In this case, the state initially filed its petition twenty-seven days after M.F.'s arrest, which was well within the forty-five-day period allowed by section 39.05(6). However, M.F. argues that because the initial petition alleged a different violation than the one later alleged by amendment, the petition was inadequate to satisfy the notice requirement of due process, the statutory forty-five-day filing requirement, and rule 8.110. Therefore, M.F. argues, the court was obligated to dismiss the petition with prejudice. M.F. further argues that allowing the state to amend under these circumstances would defeat the substantive protections afforded juveniles by the statute and would run contrary to the legislature's intent in chapter 39 of the Florida Statutes (1987) to promote swift intervention, treatment, and rehabilitation in juvenile cases.

The state argues that the original petition met the requirements of law, thereby satisfying the forty-five-day statutory time period. The state asserts that the distinction between cannabis and cocaine was merely a technical defect, allowing the state to timely cure the defect by amendment pursuant to rule 8.110(c). The state urges that it would be appropriate to determine whether the original petition was so vague, indistinct, and indefinite that the juvenile was misled or prejudiced in presenting a defense. Applying those principles, the state contends that M.F. suffered no prejudice because the juvenile had actual notice of the police report that specified cocaine as the controlled substance, and because M.F. got a thirty-day continuance after the petition was amended.

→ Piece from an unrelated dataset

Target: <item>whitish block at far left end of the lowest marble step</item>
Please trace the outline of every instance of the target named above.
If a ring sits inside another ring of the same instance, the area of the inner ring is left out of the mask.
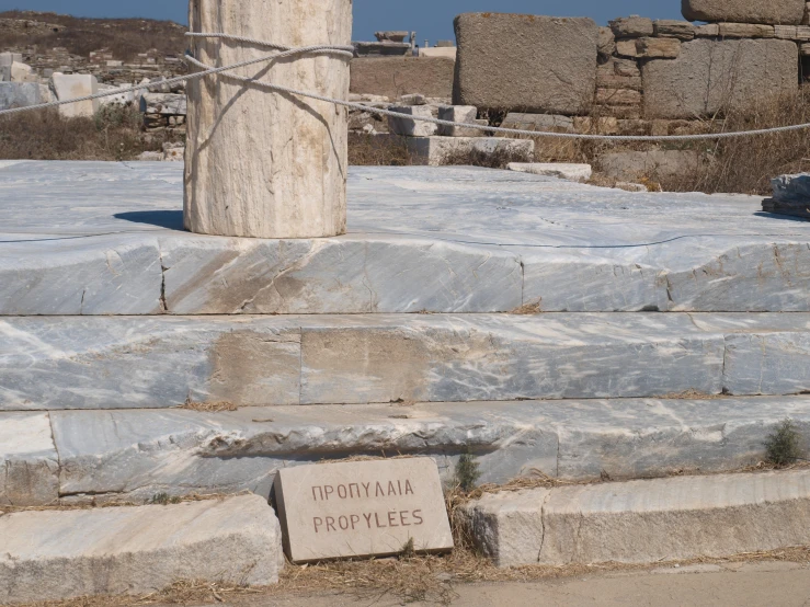
[[[0,506],[59,499],[59,456],[47,413],[0,413]]]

We begin our analysis with the overarching principle that due process of law requires the state to allege every essential element when charging a violation of law, *1386 either in adult criminal or juvenile proceedings, to provide the accused with notice of the allegations. Art. I, § 9, Fla. Const.; see, e.g., State v. Rodriguez, 575 So.2d 1262 (Fla. 1991); accord In re Gault, 387 U.S. 1, 31-34, 87 S.Ct. 1428, 1445-47, 18 L.Ed.2d 527 (1967). The state's authority to provide notice of allegations by formally charging a crime is often limited by legislative policy decisions imposing statutes of limitations to restrict the period during which the state may take legal action against an individual for particular offenses. Accordingly, a charging document is subject to dismissal if it fails to properly allege every essential element of the offense or if it is not filed within the period of time allowed by law.

This Court has carved out an exception to the filing requirement where the state, because of a clerical-type error made in good faith, improperly alleges the elements of an offense in a timely-filed charging document. In such instances, we have held that the state may amend the charging document to correct the error after the applicable statutory period has elapsed, provided that the amendment was not intended to actually change the substantive charge and did not prejudice the rights of the accused to present a defense and get a fair trial. In Rubin v. State, 390 So.2d 322 (Fla. 1980), the state timely filed an information that named the victim as "Riverside Memorial Chapel, Inc., a subsidiary of Service Corporation International," and refiled the information after the statute of limitations expired to read "Riverside Memorial Chapel, Alton Road, Inc., a subsidiary of Service Corporation International." Id. at 323 (emphasis in original).